WOBURN, Mass., 7 June 2006. The Department of Defense has awarded five Small Business Innovation Research (SBIR) Phase II awards, totaling $3.74 million, to Aptima Inc., a company involved in human-centered engineering. Aptima was invited to apply for the five Phase II awards by the U.S. Army and Air Force Research Laboratory (AFRL) based on its past Phase I SBIR efforts.
The five contracts include:
Simulation of Cultural Identities for Prediction of Reactions (SCIPR) is a simulation tool to predict the reactions of culturally diverse groups to U.S.-based events or adversarial actions. By modeling responses and behaviors to what-if scenarios, SCIPR helps gauge the effects of alternative courses of action on the identities and belief systems of friends, foes, and ambivalent groups.
Ersatz Brain Project is a computing architecture based on human neurology, to enable future software applications, such as natural language understanding, concept-based internet search, natural human-computer interfaces, cognitively based data-mining, and image analysis. The architecture is based on the future use of massive parallel computing employing approximately 1 million simple CPUs.
TRACE-SE is a resource to help engineers better design and incorporate cognitive capabilities into newly designed systems. By improving the fit between humans and technology, TRACE-SE will help create battle systems that better support the warfighter's ability to understand, react, and make fast-paced combat decisions.
WorkRITE -- This research supports the challenge of how to organize the flow of information and the tools used as the military moves to an increasingly network-centric architecture requiring faster response times across distributed environments.
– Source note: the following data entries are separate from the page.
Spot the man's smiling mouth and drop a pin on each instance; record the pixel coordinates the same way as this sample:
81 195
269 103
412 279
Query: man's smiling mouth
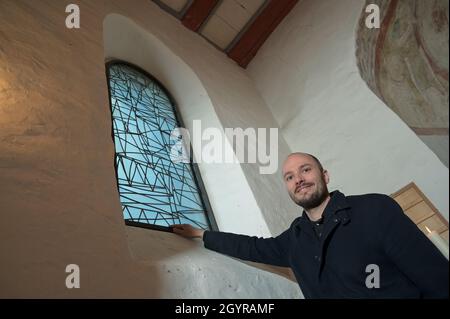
300 188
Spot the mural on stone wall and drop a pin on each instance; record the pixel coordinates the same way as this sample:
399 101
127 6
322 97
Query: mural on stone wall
405 61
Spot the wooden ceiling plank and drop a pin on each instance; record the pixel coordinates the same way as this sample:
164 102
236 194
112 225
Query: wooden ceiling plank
252 40
197 13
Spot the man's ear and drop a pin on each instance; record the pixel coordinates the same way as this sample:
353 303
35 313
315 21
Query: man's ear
326 176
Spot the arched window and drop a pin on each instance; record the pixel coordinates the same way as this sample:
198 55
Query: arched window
155 192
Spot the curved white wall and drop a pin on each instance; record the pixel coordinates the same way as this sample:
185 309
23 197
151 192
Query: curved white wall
307 74
58 198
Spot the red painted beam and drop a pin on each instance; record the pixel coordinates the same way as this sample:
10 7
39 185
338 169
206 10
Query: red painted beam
250 42
197 13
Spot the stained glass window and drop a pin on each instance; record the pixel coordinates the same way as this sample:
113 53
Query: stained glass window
153 189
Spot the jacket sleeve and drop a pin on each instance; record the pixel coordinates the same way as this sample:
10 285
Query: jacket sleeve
413 253
273 251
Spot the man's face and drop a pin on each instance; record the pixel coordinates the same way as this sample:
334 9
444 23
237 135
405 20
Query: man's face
305 182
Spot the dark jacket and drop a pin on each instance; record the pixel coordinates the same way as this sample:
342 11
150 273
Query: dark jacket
362 231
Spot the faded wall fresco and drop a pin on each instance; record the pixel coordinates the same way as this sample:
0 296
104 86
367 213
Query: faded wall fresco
405 63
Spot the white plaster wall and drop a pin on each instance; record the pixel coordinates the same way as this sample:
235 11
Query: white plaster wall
58 198
307 74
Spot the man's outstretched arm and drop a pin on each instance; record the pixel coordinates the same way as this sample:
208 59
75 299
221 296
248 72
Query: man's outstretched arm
273 251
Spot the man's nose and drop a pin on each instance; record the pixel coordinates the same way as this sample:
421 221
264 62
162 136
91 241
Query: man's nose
298 179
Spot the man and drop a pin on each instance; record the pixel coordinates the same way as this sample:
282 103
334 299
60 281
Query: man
342 246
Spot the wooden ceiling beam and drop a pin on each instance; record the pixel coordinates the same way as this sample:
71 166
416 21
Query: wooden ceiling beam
258 32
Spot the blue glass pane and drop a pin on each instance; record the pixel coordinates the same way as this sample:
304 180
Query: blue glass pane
152 188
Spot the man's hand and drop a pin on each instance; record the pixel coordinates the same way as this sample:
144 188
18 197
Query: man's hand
187 231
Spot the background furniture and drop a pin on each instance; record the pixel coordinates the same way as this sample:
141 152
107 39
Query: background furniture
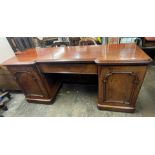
120 74
87 41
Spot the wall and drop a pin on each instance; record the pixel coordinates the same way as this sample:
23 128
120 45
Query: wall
5 50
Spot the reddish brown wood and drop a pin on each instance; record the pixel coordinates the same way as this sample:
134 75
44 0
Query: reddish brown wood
120 69
114 53
119 87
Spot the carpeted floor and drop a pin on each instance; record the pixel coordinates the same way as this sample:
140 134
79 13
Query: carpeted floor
80 100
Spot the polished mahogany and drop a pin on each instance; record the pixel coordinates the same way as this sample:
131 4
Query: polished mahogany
120 69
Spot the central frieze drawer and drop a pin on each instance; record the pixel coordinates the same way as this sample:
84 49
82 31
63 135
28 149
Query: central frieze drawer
70 68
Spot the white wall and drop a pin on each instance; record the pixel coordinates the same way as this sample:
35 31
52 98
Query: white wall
5 50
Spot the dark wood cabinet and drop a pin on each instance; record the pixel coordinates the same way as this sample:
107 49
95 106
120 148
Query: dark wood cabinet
120 69
31 82
119 86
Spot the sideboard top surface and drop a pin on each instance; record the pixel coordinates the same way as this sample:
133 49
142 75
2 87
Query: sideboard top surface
114 53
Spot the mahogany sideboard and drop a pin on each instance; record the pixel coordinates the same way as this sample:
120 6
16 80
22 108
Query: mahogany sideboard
120 70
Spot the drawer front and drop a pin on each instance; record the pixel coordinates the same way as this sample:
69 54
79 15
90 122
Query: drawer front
68 68
14 69
8 82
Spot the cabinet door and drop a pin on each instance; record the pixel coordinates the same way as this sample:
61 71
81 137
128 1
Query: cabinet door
119 86
30 84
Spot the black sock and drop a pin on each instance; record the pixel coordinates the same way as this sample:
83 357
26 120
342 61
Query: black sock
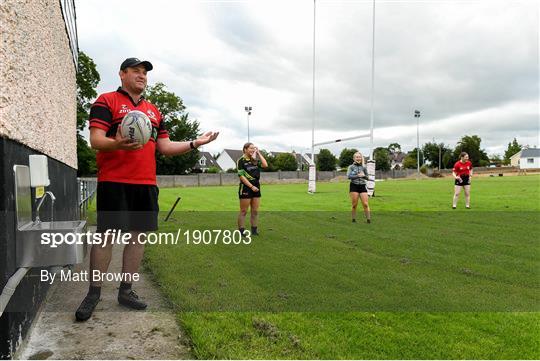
94 291
125 287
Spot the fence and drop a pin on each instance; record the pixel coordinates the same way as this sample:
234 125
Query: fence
221 179
87 190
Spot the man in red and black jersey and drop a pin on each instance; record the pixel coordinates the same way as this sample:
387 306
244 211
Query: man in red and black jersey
127 193
462 173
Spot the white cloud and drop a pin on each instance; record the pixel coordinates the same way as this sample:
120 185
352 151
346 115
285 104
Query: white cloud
470 66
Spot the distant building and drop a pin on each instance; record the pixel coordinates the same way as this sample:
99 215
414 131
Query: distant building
206 160
228 157
397 160
529 158
514 160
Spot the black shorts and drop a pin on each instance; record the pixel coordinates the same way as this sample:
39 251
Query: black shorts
244 192
128 207
358 188
465 181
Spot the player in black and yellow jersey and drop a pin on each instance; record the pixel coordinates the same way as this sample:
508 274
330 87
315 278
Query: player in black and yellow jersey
249 191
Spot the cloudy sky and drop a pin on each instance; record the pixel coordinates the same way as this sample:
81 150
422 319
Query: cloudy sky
471 67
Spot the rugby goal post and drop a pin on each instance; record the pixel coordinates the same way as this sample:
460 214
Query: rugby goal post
312 175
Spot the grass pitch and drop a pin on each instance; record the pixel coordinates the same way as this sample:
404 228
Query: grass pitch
422 281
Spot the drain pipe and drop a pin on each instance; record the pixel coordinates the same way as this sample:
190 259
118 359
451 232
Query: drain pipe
11 285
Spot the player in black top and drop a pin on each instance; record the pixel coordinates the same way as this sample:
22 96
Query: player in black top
249 192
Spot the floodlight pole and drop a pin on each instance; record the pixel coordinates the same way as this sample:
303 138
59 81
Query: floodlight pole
417 116
313 91
248 110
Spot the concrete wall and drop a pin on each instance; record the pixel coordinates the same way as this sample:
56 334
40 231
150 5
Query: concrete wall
37 79
524 164
205 179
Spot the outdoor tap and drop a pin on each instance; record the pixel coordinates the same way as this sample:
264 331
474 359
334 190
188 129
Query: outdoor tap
40 203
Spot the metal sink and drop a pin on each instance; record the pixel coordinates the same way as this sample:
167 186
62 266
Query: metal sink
57 226
32 252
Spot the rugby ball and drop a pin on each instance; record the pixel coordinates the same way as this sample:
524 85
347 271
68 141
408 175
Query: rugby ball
136 126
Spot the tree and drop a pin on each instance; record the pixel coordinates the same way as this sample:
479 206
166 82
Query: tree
471 145
382 158
179 126
326 161
87 80
431 153
513 148
286 162
345 157
394 148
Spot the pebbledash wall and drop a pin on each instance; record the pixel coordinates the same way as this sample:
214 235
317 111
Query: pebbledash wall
222 179
38 57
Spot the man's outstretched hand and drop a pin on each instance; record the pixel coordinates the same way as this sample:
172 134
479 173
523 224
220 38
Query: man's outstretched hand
206 138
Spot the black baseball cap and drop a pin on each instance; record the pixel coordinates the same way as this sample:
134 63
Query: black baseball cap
131 62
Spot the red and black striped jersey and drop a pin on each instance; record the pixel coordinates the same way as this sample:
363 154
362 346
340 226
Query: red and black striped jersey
123 166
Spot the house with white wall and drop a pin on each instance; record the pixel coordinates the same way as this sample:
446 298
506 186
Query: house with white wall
227 158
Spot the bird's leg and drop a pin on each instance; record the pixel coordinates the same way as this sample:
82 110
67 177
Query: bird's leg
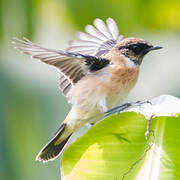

WorkRITE will help to ensure that the right people do the right tasks at the right time in changing, real-time workflow collaboration environments.
PERFORM is a predictive tool that helps determine the relationship between simulator design and training effectiveness. It will aid training designers in determining what knowledge and skills can effectively be trained within simulators of varying levels of fidelity.